In this paper, the place of residence is considered as the pickup area and the place of work as the drop-off area. Three randomly selected residential grid areas are surveyed by random sampling to verify the accuracy of the model prediction results. And, in the chosen areas, conduct a questionnaire survey of the commuter CB SP for passengers. The purpose of the SP questionnaire is that the general travel intentions of people in the unit grid represent the travel intentions of potential commuters of CB travel in the unit grid.

One hundred questionnaires are distributed to each of the three chosen areas, for a total of 300 questionnaires, including 95 valid questionnaires for grid ID 4309, 98 valid questionnaires for grid ID 4342, and 94 valid questionnaires for residential grid ID 2654, for a total of 287 valid questionnaires. The results of the questionnaire survey show that the number of passengers in each grid who are inclined to choose commuter CB travel is greater than the predicted number of potential commuter CB travel demand people obtained from the model, which verifies the validity of the model prediction results.

Based on the number and distribution of commuter CB travel demands, the k-means clustering algorithm is used to spatially cluster the travel demand. Since the k-value has a large impact on the result of the k-means clustering algorithm, the appropriate k-value is initially determined by applying the Silhouette Coefficient. Then, spatial clustering is carried out, respectively, for residential and workplace travel demand, and line planning is performed for the area based on the clustering results. Through line planning, three vehicles are allocated to meet the passenger travel demand. From the perspective of enterprise operation, the company’s constant cost is 240 RMB, the variable cost is 25.23 RMB, and the enterprise’s fare revenue is 304 RMB. Without considering the government subsidy, the total revenue is 38.77 RMB, which ensures that the operating enterprise is in a profitable state. The line planning results are shown in Figure 6.

5. Conclusion

Based on the current status of research by many scholars, this paper focuses on the current shortcomings and carries out an in-depth study on the issue of commuter CB travel demand and service areas. The main research contents of this paper are as follows:(i)Firstly, based on the preprocessing of mobile phone signaling data and commuter OD identification, a commuter CB travel time-space potential model is proposed. Then, the study area is gridded, by designing an algorithm to solve the model.(ii)Considering commuters who meet certain conditions, Logistic Regression model is applied to analyze the unit grid as the basic cell. We choose the objective factors that influence passengers’ choice to take commuter CB as the output parameters of the model and deeply mine the potential population of commuter CB travel demand. We consider the high hotspot grids output of the model as the commuter CB service areas. Finally, using Chongqing, China, as a study case and three routes as examples, the results show that the operating companies are in a profitable state without government subsidies. The case results prove the effectiveness of the method proposed in this paper in practical applications.
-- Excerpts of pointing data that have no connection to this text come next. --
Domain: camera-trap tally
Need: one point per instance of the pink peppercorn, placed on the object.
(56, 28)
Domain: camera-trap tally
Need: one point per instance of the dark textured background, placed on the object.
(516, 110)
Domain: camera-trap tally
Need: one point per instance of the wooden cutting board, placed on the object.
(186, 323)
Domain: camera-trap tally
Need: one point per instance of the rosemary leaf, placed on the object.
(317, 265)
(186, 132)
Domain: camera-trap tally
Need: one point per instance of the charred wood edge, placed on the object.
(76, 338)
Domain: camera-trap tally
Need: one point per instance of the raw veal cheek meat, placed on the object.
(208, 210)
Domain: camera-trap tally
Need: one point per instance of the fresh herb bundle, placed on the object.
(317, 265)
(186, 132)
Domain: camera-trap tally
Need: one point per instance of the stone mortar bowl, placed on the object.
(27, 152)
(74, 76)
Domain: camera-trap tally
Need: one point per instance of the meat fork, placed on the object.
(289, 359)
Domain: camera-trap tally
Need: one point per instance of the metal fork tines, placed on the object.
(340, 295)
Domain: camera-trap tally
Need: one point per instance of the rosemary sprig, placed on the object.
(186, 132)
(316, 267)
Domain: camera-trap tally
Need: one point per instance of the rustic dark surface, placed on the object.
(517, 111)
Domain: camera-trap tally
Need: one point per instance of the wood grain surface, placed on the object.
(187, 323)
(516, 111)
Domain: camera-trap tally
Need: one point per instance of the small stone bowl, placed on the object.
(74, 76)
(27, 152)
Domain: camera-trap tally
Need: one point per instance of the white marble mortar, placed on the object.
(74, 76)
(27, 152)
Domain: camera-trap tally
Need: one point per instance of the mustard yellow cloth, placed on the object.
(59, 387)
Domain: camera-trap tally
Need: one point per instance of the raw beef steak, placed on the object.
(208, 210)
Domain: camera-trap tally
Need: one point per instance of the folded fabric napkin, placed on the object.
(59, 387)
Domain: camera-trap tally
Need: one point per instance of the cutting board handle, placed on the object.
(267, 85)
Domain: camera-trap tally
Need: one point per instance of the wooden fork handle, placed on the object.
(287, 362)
In addition, some issues in this paper need to be further discussed:(i)The data used in this paper are mobile phone signaling data based on COO cellular cell location technology, and there are certain defects in data accuracy. The article chooses to sort the samples of the upper 30% and the lower 30% of the grids, and other methods are also feasible, such as the upper 20% and the lower 20%.(ii)The paper is not sufficient to justify the value of some model parameters, and it is expected that the parameters of the model can be further studied later to improve the accuracy of the model.(iii)The operating company can combine the spatial and temporal distribution characteristics of the potential commuter CB travel demand obtained from this paper to introduce intentional routes to specific areas. This way can provide people with convenient travel services.

Data Availability

The data used to support the results of this study are not available because they contain user privacy.

Conflicts of Interest

The authors declare that they have no conflicts of interest.

Acknowledgments

This paper was supported by the National Natural Science Foundation of China (no. 50908150).